Managing Datasets and Feature Types
We've already seen that when you add a Reader to a workspace its feature type schemas are greyed out. That's to ensure that no edits are made and that the schema matches the source data.
However, there are other ways in which the Reader schemas can become out of sync with the source datasets they claim to represent.
Limiting Source Data
In some - maybe most - workspaces, the user does not need or want to read the entire source dataset.
For example, an AutoCAD DWG dataset includes layers for Roads, Railways, Rivers, and Vegetation. If my project only requires transportation layers (i.e. Roads and Railways) I don't need to read any data from the other layers (Rivers and Vegetation).
When a Reader is added, the user is given the choice of which feature types to add to the workspace, and does not need to include all of them. This is how they can choose not to read all of the data:
What this means is that the workspace schema is now a little out of sync with the source data, as it doesn't have the same set of feature types.
Changing Source Dataset Parameter
As we have seen, each Reader in a workspace contains a source dataset parameter. This is set at the time of creation, but it can be edited at a later time. Selecting a different source dataset is another way for workspace schemas to become out of sync with the data.

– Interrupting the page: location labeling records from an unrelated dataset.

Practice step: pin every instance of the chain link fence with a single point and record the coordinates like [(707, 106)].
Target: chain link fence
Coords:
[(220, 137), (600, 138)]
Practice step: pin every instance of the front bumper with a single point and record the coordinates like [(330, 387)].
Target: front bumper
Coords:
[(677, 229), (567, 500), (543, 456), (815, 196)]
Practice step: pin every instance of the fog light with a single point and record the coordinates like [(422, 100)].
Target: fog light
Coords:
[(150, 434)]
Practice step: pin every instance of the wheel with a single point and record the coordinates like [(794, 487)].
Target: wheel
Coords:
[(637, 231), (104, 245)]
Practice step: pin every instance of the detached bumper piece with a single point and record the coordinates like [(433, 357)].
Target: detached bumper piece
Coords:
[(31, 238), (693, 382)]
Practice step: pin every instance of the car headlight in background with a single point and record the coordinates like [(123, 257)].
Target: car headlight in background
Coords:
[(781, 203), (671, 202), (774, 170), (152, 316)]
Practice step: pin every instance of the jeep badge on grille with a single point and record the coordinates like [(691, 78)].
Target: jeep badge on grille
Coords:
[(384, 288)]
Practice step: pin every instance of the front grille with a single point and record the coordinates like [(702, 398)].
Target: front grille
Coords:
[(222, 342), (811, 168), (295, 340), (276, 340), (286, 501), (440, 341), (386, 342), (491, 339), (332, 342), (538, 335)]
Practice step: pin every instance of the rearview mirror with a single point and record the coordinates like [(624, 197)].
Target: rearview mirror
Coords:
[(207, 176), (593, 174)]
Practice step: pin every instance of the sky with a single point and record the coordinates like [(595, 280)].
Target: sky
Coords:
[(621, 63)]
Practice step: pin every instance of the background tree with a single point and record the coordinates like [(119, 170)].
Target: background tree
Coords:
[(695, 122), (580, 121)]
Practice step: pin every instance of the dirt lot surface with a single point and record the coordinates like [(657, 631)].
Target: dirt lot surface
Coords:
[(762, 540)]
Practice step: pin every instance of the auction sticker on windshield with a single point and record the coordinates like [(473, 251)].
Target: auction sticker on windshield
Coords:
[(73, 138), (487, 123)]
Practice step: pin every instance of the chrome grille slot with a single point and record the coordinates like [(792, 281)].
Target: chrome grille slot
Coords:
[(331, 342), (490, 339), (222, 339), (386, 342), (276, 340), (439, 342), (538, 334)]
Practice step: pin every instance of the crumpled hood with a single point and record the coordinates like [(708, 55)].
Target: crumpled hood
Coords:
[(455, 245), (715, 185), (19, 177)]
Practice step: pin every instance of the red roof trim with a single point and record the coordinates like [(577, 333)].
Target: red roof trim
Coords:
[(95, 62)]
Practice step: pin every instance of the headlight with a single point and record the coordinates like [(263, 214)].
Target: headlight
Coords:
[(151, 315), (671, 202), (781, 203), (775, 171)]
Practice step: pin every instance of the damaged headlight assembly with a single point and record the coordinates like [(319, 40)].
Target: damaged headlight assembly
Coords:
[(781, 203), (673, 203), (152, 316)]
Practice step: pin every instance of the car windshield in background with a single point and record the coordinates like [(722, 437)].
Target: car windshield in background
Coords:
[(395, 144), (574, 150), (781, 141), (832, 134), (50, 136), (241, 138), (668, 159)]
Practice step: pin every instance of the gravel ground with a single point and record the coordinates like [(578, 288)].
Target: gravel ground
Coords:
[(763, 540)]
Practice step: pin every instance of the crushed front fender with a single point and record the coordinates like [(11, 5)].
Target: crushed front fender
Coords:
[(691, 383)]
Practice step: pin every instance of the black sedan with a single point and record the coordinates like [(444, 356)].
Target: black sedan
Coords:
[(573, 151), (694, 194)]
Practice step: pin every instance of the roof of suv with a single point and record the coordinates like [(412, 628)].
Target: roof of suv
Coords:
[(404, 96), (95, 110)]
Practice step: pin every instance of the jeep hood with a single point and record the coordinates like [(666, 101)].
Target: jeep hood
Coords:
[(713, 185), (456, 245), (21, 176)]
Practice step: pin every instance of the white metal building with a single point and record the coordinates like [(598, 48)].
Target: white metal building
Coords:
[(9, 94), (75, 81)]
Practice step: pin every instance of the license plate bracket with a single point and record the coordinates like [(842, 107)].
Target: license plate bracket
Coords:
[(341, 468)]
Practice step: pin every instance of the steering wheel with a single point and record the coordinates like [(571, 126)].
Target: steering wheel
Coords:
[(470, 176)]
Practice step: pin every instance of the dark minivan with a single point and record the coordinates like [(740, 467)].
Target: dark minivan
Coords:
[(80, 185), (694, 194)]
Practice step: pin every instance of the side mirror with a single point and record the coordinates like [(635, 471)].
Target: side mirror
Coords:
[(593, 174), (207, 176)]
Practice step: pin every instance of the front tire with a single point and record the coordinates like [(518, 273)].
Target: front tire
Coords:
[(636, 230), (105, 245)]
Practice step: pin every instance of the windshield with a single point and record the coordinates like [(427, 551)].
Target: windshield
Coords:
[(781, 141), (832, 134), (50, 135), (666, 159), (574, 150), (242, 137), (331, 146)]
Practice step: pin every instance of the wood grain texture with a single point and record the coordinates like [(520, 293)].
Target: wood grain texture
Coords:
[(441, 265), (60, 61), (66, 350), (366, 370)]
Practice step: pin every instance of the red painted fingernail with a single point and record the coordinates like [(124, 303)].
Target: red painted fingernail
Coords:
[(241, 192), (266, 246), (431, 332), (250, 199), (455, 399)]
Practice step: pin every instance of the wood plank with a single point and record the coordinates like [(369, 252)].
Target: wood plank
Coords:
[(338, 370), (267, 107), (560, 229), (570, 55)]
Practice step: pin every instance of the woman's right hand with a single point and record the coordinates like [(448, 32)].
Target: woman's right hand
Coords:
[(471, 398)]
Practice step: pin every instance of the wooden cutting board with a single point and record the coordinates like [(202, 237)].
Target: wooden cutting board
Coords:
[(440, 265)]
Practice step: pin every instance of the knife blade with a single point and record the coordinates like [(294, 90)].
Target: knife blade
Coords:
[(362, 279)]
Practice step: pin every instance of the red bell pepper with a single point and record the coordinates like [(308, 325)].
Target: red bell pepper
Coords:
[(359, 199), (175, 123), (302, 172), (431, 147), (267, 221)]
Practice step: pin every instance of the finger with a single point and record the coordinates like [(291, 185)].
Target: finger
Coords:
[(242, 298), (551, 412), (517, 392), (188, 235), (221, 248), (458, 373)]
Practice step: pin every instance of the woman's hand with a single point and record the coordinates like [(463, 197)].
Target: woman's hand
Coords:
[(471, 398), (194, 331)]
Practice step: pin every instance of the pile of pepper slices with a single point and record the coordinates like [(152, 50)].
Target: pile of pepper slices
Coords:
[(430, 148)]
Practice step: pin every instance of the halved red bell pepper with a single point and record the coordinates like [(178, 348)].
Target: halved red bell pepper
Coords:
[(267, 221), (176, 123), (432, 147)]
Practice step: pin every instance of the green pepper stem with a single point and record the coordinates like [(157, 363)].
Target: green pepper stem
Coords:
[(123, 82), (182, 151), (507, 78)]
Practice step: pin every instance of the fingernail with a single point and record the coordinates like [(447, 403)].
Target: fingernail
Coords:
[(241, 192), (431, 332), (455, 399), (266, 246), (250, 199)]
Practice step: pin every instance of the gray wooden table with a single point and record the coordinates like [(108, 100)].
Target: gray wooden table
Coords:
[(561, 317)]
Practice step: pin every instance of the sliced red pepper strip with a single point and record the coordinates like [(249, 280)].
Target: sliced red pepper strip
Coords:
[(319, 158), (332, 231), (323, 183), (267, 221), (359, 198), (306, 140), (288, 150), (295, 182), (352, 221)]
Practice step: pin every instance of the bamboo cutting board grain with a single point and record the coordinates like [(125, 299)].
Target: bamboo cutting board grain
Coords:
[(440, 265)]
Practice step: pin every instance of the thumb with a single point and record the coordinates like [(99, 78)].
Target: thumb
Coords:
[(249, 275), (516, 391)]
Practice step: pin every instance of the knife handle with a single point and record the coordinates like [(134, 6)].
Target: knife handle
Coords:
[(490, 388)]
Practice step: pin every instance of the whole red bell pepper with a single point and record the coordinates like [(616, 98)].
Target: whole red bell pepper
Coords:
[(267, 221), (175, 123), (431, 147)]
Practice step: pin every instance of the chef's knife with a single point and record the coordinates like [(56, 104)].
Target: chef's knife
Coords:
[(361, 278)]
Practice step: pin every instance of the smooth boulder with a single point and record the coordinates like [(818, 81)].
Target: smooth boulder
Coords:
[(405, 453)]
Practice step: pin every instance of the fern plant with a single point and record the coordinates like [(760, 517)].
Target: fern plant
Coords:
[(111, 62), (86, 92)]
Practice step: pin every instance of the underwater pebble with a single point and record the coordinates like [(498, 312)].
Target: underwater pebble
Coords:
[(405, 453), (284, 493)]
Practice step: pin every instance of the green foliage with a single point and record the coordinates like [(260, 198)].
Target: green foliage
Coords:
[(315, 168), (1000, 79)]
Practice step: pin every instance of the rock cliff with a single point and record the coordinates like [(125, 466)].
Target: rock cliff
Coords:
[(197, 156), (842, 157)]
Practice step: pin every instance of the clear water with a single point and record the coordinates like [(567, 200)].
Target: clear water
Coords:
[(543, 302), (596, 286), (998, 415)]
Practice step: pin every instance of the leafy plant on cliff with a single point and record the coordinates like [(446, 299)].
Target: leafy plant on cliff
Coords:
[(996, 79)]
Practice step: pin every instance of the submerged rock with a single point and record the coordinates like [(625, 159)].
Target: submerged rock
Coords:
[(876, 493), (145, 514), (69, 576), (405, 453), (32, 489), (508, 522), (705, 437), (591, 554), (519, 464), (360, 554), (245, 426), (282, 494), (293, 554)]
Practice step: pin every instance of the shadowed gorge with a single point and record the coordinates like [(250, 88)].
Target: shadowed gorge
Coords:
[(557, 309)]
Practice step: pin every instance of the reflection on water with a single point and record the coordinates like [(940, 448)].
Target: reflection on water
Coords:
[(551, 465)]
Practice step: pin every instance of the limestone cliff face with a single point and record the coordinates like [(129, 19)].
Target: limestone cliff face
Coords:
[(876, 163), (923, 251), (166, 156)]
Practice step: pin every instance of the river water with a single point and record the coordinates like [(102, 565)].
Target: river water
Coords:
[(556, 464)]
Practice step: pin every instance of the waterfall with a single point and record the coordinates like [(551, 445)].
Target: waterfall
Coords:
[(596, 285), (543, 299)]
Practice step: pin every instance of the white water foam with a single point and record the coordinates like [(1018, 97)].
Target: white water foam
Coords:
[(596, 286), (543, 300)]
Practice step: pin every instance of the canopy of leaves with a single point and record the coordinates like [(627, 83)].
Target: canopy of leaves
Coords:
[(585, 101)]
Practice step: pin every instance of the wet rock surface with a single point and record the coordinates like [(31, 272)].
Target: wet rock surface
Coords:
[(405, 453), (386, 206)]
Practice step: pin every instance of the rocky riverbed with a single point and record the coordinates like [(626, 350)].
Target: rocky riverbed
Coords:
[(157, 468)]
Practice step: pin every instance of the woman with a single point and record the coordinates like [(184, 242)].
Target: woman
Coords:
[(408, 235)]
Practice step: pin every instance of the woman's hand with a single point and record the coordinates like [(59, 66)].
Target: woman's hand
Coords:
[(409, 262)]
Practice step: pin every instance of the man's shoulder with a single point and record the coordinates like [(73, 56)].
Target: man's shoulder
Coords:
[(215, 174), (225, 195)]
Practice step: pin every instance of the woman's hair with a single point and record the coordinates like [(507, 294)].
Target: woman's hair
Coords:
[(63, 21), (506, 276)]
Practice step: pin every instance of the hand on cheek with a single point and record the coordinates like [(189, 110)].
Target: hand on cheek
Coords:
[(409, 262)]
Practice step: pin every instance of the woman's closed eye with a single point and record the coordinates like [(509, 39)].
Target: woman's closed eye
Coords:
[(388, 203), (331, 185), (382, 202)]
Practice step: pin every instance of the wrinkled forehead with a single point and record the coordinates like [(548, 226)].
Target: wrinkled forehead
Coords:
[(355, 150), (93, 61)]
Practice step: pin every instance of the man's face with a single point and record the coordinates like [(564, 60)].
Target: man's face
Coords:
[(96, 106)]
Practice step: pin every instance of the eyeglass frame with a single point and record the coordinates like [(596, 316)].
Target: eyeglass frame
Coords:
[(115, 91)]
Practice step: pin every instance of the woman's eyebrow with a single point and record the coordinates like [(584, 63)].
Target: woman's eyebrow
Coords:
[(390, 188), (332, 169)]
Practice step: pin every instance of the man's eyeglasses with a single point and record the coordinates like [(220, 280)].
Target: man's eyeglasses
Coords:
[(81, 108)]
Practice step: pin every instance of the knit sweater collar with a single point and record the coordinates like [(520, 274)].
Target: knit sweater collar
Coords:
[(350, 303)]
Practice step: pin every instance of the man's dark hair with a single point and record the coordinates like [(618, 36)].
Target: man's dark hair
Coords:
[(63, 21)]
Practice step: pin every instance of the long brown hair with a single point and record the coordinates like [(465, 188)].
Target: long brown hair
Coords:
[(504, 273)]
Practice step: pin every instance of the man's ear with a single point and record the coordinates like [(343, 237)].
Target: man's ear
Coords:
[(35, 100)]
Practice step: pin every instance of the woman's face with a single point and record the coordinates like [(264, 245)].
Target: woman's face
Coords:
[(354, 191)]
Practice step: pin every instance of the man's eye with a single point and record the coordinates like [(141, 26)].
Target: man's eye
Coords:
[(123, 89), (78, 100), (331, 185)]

For example, an AutoCAD DWG dataset (file1.dwg) includes layers for Roads, Railways, Rivers, and Vegetation, all of which are added as feature types:
However, the user then changes the source dataset parameter to read a different dataset (file2.dwg):
If that dataset contains layers for Airports, Sports Facilities, Shops, and Natural Features, then the workspace schema will be very much different to the source data being read.
Consequences
It’s important to remember that the original dataset establishes the basis for the Reader schema definition, and that problems arise if subsequent datasets do not conform to this original schema.
In this scenario data whose feature type does not match one in the workspace is automatically discarded; i.e. Reader feature types defined in the workspace act as a type of filter through which incoming data must pass.
The incoming feature types are unexpected, and so the filter is called the Unexpected Input Remover.